In the mentioned studies, we have used genetic programming as powerful regression method for arbitrary nonlinear control laws. MLC may also be performed with other regression techniques. Starting from an assumed linear control law, the gains may also be optimized with a simpler genetic algorithm [33]. A further simplification is achieved in the rare case that the optimal actuation for given flow state can be computed with a full-state simulation. In this case, the search for a mapping from known sensor signals to know actuation commands constitutes a regression problem of the first kind. A sensor-based feedback law may, for instance, be obtained with a neural network [34].

4 Conquering Terra Incognita—Paradigm Shifts by Machine Learning

Presented results indicate that methods of machine learning will dramatical change and accelerate progress in turbulence control in the coming years. Here are few expected future directions.

  • The control laws to be explored will go far beyond constant and periodic actuation (or small variations thereof). MLC makes it easy to explore control laws of the form

    $$ \varvec{b} = \varvec{K} ( \varvec{s}, \varvec{h}, \varvec{n}) $$

    where \(\varvec{h}\) comprises harmonic functions and \(\varvec{n}\) noise terms for stochastic forcing.

  • The traditional paradigm: ‘From understanding to modeling to control’ will largely be replaced by the new paradigm ‘From control to modeling to understanding’. The winning control tends to be too complex to be predicted by any model. Moreover, identified models will be much more powerful and predictive if they incorporate many different control laws.

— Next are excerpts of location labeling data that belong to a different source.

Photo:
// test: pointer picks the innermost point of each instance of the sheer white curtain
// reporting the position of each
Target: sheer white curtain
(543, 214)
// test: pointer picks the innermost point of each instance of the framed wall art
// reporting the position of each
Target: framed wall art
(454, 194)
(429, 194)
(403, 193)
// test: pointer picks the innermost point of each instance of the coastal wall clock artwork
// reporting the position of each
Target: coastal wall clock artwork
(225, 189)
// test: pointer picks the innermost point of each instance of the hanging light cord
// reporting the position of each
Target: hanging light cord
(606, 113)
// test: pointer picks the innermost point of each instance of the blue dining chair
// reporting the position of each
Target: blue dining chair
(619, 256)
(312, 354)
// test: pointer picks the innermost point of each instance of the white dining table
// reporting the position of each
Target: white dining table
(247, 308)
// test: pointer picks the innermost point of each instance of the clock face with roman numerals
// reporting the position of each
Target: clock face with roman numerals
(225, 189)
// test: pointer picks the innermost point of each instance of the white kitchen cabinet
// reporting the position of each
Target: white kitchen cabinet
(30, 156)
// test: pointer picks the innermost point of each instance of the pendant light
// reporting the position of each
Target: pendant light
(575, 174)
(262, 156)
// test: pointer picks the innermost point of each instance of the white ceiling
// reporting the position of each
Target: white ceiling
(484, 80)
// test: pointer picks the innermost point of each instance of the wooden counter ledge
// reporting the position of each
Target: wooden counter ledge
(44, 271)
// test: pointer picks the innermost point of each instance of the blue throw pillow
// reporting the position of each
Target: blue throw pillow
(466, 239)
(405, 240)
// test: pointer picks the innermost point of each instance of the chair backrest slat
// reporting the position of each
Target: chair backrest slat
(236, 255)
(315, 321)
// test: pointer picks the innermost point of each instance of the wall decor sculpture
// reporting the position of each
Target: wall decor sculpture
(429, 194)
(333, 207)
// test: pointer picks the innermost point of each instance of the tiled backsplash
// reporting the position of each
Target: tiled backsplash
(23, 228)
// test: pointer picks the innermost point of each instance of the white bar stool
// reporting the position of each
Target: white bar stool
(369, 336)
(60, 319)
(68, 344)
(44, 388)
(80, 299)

  • Also modeling will be strongly affected. Modern data-driven regression techniques may allow to derive simple human-interpretable dynamical models from data. For instance, SINDy [35] has been shown to derive first-principle based generalized mean-field models—similar to (2)—from properly prepared simulation data. The traditional paradigm ‘From first principles to modes to dynamics’ is likely to be replaced by the new paradigm ‘From (controlled) dynamics to modes (or more general flow estimators) to a first-principles based understanding’. The old paradigm assumes, for instance, that the optimal actuation mechanism is correctly predicted. However, the mentioned MLC studies have, more oven than not, surprised with unexpected better mechanisms. We show the potential of the new paradigm for a transient wake flow [36].

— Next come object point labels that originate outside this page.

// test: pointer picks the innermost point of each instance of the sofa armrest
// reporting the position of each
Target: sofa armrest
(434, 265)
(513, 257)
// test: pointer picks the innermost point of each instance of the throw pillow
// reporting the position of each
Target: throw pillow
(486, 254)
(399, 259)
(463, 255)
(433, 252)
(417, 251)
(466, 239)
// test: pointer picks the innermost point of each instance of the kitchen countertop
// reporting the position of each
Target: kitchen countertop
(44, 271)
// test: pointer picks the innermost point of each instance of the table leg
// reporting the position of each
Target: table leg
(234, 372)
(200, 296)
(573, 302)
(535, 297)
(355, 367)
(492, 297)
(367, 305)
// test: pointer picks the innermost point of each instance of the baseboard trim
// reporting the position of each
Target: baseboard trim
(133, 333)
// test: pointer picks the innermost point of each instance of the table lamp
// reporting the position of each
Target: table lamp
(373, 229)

  • As consequence of machine-learned models, we can expect many new qualitatively different nonlinear dynamics models enabling more a powerful control.

  • A key task of turbulence control includes to estimate achievable performance with control for a new configuration and to predict the right choice and location ofactuators. These are likely to remain a challenging topic in the first principles domain until the performance data of actuators in different configurations is becoming very rich.